L’Iran, bordé par les eaux étroites du golfe Persique et verrouillé par le détroit d’Hormuz, a ainsi optimisé les opportunités offertes par ces nouveaux moyens :
- amélioration constante des capacités militaires des drones SHAHED ;
- élargissement des gammes de missiles balistiques et de croisière ;
- développement de moyens de lancement mobiles, furtifs et enterrés ;
- développement d’une flotte d’embarcations rapides surarmées ;
- développement de drones maritimes de surface et sous-marins ;
- développement de mines sous-marines « intelligentes » et d’une flotte de petits sous-marins.
L’Iran, à l’instar du Hamas et du Hezbollah, axe son concept de défense sur le nombre : produire en masse des moyens peu coûteux, furtifs et efficaces afin d’épuiser les capacités de défense et d’interception adverses, beaucoup plus coûteuses et limitées en quantité, tout en générant des dégâts maximaux.
Le ciblage et les effets générés
Restait alors à poser la dernière pierre à cet édifice guerrier : le ciblage. Là encore, l’Iran a patiemment élaboré ses plans. L’ensemble des objectifs militaires et industriels a été identifié, listé et cartographié.
Aucune base militaire américaine n’a été épargnée lors des frappes iraniennes. Le quartier général de la 5e flotte US à Bahreïn a même été évacué… à Tampa, aux États-Unis.
Des installations industrielles — terminaux pétroliers, zones de stockage, data centers, usines de désalinisation — ont révélé à la fois leur importance… et leur vulnérabilité. Les dispositifs de défense aérienne, acquis à prix d’or auprès des Américains, se révèlent poreux, partiellement inefficaces et difficilement remplaçables.
Cette vulnérabilité patente a gelé les éventuelles volontés de contre-frappes des pays du Golfe, restés prudemment à l’écart du conflit, probablement pour ne pas hypothéquer l’avenir.
Enfin, les objectifs de guerre maritime iraniens apparaissent simples et atteignables : interdire à l’armada américaine l’accès aux eaux du Golfe au sens large et contrôler totalement les flux maritimes dans le détroit d’Hormuz.

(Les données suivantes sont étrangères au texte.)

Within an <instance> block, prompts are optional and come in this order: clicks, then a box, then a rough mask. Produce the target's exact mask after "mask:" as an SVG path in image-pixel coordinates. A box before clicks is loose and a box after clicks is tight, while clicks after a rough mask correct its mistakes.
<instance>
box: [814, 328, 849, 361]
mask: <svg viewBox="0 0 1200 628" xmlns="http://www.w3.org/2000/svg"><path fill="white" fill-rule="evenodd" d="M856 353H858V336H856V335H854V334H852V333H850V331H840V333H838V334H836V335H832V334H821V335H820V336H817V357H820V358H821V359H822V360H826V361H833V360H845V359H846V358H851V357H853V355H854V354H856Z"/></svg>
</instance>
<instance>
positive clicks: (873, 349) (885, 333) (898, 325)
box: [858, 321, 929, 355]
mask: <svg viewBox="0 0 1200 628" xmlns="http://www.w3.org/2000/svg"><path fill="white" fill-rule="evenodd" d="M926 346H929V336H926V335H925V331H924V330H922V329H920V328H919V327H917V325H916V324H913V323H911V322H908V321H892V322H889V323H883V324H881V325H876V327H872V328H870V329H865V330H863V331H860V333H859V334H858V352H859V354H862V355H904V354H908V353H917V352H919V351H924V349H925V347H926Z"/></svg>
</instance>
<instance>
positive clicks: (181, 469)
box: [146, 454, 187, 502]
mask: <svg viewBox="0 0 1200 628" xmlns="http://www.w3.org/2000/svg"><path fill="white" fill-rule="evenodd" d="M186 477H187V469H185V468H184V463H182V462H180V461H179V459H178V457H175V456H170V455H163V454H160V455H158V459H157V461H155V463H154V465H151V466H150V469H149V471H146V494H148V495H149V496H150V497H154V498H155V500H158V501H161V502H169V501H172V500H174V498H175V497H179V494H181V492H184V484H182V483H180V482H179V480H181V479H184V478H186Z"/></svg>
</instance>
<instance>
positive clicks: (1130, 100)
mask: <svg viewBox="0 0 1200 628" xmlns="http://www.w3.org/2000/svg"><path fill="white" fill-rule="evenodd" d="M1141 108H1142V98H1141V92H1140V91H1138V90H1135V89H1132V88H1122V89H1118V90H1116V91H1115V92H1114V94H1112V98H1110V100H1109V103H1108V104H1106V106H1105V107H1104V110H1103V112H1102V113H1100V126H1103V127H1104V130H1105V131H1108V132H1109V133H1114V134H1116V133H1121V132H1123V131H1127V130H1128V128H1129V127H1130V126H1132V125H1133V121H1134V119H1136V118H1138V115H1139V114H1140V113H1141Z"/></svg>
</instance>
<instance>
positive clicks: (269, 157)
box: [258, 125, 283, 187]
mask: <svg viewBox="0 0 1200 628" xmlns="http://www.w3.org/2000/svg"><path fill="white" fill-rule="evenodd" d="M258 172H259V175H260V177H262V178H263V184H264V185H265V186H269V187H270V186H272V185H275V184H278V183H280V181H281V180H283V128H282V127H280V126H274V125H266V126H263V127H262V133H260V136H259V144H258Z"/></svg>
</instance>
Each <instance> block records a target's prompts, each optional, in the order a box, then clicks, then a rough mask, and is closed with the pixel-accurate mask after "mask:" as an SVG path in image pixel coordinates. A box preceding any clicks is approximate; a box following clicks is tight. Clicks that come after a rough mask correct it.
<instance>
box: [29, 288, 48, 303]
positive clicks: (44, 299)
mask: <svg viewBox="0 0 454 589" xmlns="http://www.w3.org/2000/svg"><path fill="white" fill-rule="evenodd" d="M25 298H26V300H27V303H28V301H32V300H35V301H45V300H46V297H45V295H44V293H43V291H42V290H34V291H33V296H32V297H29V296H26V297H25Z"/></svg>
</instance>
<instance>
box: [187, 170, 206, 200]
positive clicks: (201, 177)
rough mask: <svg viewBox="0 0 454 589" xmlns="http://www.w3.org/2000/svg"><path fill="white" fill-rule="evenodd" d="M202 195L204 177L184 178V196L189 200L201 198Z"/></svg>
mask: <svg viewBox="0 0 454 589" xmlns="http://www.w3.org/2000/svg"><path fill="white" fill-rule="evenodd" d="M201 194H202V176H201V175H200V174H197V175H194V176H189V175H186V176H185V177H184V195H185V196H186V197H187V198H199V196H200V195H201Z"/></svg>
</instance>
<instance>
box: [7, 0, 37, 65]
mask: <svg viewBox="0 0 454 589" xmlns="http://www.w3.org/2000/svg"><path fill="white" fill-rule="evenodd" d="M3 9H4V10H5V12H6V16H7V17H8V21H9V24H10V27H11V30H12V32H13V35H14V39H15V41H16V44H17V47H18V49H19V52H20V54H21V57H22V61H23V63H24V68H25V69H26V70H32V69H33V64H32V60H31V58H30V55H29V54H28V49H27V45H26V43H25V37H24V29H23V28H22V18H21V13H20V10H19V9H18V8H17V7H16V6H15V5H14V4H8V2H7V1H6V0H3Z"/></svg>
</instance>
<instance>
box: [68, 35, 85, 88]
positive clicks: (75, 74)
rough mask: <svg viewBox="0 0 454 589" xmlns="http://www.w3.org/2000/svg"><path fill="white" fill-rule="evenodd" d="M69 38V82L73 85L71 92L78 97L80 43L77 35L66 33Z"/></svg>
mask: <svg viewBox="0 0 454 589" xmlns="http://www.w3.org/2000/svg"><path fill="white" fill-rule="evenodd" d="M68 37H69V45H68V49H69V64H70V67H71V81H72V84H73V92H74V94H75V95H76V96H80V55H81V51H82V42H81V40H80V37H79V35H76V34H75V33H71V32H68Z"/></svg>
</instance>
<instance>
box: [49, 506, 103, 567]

L’abandon de l’opération PROJECT FREEDOM, projet d’escorte des navires commerciaux par les destroyers américains, est devenu évident après l’engagement « féroce » avec l’IRGC le 2 mai 2026. Cet épisode a confirmé la prudence américaine et son recul face au risque de frappes contre ses bâtiments militaires.
Quelques frappes de drones ou de missiles sur des navires commerciaux tentant une sortie « non autorisée », combinées aux menaces de minage, ont suffi à imposer une nouvelle loi de fer iranienne : aucun transit sans passer par la nouvelle organisation PGSA (Persian Gulf Strait Authority), chargée de réguler la navigation dans cette zone stratégique.
Un accord imparfait mais probable
Le conflit iranien, contrairement au conflit ukrainien, ne devrait pas s’éterniser. Le président Trump ne dispose pas d’un agenda long, compte tenu de ses contraintes politiques, économiques et personnelles.
Un accord partiel et imparfait émergera vraisemblablement dans les prochaines semaines. Il se focalisera très probablement sur le dossier nucléaire et laissera le golfe Persique dans la main de l’Iran. Celui-ci associera sans doute « à la marge » les pays voisins afin de donner une coloration régionale à cette captation de fait.
Surtout, cette crise brisera l’image de superpuissance hégémonique économique et militaire américaine dans la région.
Nul doute que les États-Unis auraient réfléchi à deux fois aux modes d’action employés avant les frappes du 28 février 2026 si ce tableau leur avait été dévoilé à l’avance.